Wyświetl Pojedyńczy Post
Stary 17-08-2017, 23:10   #46
corax
Krucza
 
corax's Avatar
 
Reputacja: 1 corax ma wspaniałą reputacjęcorax ma wspaniałą reputacjęcorax ma wspaniałą reputacjęcorax ma wspaniałą reputacjęcorax ma wspaniałą reputacjęcorax ma wspaniałą reputacjęcorax ma wspaniałą reputacjęcorax ma wspaniałą reputacjęcorax ma wspaniałą reputacjęcorax ma wspaniałą reputacjęcorax ma wspaniałą reputację
post z MG



Weddien siedział nieruchomo na skraju obozu, w miejscu gdzie blask ogniska ledwo docierał, na granicy światła i ciemności. Przez dłuższą chwilę wpatrywał się w mrok przed sobą jak w płótno obrazu sławnego artysty, lecz w końcu podniósł się z kolan, odwrócił się na pięcie i zbliżył się do siedzącej w pobliżu ogniska Thory, która w tamtym momencie zajęta była dokładaniem drewna do paleniska.
- Zastanawiam się… - zaczął stosunkowo niewyraźnym głosem, by po chwili chrząknąć i powiedzieć głośniej - Zastanawiam się jak to wszystko się potoczy. Co nas czeka dalej i dokąd jeszcze zaprowadzą nas nogi - w jego słowach kryła się pewna nieśmiałość, tak jakby długo zastanawiał się jak nawiązać rozmowę z kobietą z mroźnej Norski.
- Ufam Baronowi, ale nie kapitanowi Szkaradnej Nierządnicy. Nie było ciebie na naszym pokładzie, więc pewnie nie wiesz jak okrutnie Casini obchodzi się ze swoimi ludźmi. To istny tyran, dla którego cudze życie nie ma najmniejszego znaczenia i nie darzy nas szczególną sympatią, bośmy świtą Albrechta - powiedział melodyjnym głosem, po czym zamilkł w oczekiwaniu na odpowiedź kobiety.

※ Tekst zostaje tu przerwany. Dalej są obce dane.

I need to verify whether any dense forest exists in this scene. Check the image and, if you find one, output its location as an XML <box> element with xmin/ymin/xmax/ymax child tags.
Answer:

- Hmm - wychrypiała norsmenka z pewnym zastanowieniem - Pewnie dlatego baron najął mnie i mój statek. - Thora spojrzała uważniej na elfa - Wiesz, po to by mieć asa w rękawie. Na wypadek buntu.
Po chwili dorzuciła jeszcze już z odcieniem niepokoju w głosie:
- Myślisz, że w obozie coś się podzieje pod naszą nieobecność? Zostali tam co prawda moi ludzie ale jeśli to miała być pułapka... - dziewczyna zmarszczyła brwi w zamyśleniu.

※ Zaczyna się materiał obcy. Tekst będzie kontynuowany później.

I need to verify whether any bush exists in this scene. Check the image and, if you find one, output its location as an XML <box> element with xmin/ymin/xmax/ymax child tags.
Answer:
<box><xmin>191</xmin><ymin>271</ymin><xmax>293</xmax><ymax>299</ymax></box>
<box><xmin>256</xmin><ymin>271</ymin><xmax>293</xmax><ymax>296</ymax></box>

- Chcesz powiedzieć, że wysłali nas, aby pozbyć się obstawy barona? - Elf zastanowił się nad słowami kobiety. - Czy wszyscy na Skidbladnirze są tobie posłuszni? - Zapytał.

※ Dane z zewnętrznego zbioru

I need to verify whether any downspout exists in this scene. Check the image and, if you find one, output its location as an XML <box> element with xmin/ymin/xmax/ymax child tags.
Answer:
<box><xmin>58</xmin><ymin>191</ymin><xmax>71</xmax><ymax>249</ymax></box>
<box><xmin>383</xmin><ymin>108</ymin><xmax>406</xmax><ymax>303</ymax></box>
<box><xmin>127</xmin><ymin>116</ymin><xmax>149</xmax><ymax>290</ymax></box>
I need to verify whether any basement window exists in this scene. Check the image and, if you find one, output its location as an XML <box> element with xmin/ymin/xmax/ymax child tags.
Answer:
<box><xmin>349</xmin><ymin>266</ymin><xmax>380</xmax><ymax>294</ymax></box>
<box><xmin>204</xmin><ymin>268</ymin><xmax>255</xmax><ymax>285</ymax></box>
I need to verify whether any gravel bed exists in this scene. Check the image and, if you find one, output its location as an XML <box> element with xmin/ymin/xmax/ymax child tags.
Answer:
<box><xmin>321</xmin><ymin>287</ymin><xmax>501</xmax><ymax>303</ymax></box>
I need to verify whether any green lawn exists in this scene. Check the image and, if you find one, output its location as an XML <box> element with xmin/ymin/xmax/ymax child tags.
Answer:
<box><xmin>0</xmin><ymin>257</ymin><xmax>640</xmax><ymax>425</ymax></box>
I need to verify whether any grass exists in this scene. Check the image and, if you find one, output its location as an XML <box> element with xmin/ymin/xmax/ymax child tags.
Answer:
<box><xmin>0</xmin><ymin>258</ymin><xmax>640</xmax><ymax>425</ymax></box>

- Nie wszyscy. Część opłacona i zaokrętowana na zlecenie barona. Ci co na nich liczyć mogę - Thora kopnęła jakiś pomniejszy kamień, co poleciał w ciemność. Od razu też pokręciła na swoją bezmyślność głową. - to dziesięciu chłopa. Garstka jeśli porównasz ilość ludzi Casiniego.

- Tylko po cholerę miałby się go teraz pozbywać? - Zapytał bardziej sam siebie niż norsmenkę. - Rozumiem, że tych dwóch nie darzy siebie sympatią, ale koniec końców jesteśmy daleko od bezpiecznych przystani Imperium. Wbijając nam nóż w plecy, wbije go również sobie.
Thora podwinęła nogi pod siebie i umościła nieco wygodniej między paleniskiem a rzuconymi na ziemię skórami.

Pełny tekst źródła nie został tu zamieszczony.